I like to think, perhaps slightly naively, that the awareness of Autism, particularly within mainstream education, is on the up. A study by DFE in 2014 has shown that there has been a three percent increase in Autism being listed as the primary need in children’s EHCP or statements in mainstream primary schools since 2010. The DFE were also able to conclude that over 11% of children in mainstream school who have additional needs have a diagnosis of autism.

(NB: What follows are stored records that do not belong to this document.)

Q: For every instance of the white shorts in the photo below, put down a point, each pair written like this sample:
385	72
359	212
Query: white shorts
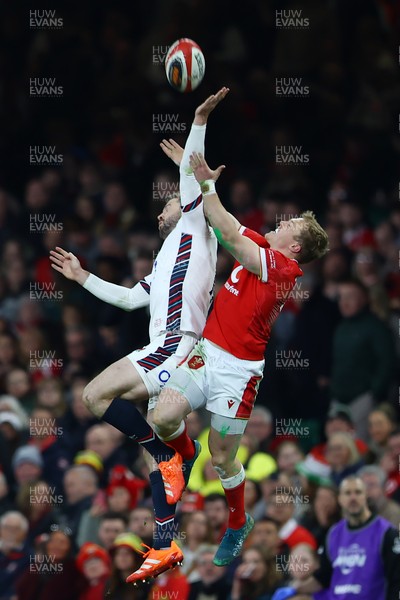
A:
156	362
213	378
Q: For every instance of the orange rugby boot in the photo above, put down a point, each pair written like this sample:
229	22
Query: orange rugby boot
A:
156	562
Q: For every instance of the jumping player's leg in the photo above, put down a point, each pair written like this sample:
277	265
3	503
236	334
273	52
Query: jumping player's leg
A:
224	439
116	380
104	397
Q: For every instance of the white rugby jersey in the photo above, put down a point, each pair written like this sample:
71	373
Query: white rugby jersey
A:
179	288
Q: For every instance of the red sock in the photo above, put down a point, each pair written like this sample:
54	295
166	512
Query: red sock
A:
183	444
235	499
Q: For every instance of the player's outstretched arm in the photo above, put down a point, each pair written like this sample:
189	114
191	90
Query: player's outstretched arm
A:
68	264
126	298
225	227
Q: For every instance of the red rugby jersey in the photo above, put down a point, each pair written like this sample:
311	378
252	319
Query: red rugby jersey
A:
247	305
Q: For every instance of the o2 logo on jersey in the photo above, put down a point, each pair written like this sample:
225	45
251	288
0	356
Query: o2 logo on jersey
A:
163	377
235	272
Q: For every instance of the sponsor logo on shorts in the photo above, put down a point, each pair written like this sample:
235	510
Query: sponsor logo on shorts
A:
163	376
196	362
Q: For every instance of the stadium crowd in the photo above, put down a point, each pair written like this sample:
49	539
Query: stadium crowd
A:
74	494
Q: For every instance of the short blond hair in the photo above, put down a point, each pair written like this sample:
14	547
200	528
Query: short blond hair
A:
312	238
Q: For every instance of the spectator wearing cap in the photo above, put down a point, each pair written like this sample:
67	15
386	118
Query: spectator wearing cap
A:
375	479
342	456
363	356
46	435
52	573
94	563
14	552
125	555
80	485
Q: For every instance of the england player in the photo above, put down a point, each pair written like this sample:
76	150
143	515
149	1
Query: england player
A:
225	368
361	556
178	292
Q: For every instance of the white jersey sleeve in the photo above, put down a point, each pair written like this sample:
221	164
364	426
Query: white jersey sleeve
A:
126	298
193	220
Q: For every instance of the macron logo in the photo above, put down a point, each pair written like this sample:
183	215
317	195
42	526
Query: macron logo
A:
235	272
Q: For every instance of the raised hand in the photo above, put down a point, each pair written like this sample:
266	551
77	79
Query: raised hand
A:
202	112
67	264
201	170
173	150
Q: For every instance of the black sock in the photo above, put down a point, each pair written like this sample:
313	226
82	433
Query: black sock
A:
164	512
124	415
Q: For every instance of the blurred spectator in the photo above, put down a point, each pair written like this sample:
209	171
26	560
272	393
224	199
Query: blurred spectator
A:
77	419
194	533
102	529
141	523
80	485
38	502
281	508
212	583
51	572
125	560
257	577
390	464
27	464
375	479
265	534
342	456
362	368
322	513
100	439
45	435
338	419
242	205
124	490
94	563
18	384
14	552
50	395
381	423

These high levels of children with additional needs in primary schools has led to an increase in needing more teaching assistants and support staff- a 2016 by the DFE found that there were 263,000 FTE teaching assistants and 232,000 FTE support staff. Unfortunately, due to the current economic climate, it is getting more and more difficult for schools to justify having teaching assistants and support staff working with them, unless they are being given the funding by the government for 1:1 support staff. So, with many schools feeling financial pressures more than ever, we need to ensure that the teaching assistants who are going into schools, either SEN or mainstream, are willing to involve themselves in all aspects of educating children with additional needs. Not only be willing to support them, but to gain an understanding of their unique needs and differences and assist them through difficult transitions such as a change in routine throughout their time in education.
What I do know with absolute certainty is that my husband is far more than a few behavioural disorder diagnoses! I will strive to ensure that stereotypes of Autism are broken down; through promoting awareness, providing professional development training for members of staff working in both mainstream and SEN schools and generally assuring that positive aspects are regularly highlighted, and the focus doesn’t just always sit with the negative. Please don’t get me wrong, I am aware of the challenges that can occur, for that person and their loved ones, but I would like to think, one step at a time, we can make the world a more Autism friendly place. Oh, and I can assure you, T certainly isn’t bothered about matching socks on any day of the week!
So, my point being, after this slight waffle and many tangents, all of this highlights the importance of Autism awareness, particularly in schools. For me, it particularly stresses the importance of being able to provide SEN schools with staff who can provide their students with the correct support. Staff who are going to understand their students for who they are, their unique differences, the challenges they face and finding ways to help them overcome barriers; helping to conquer what can be a very daunting world and make their transitions as smooth as possible.
It is one of the reasons I enjoy my job so much- I get to meet and employ people who are wanting to make these differences to children and young people’s lives.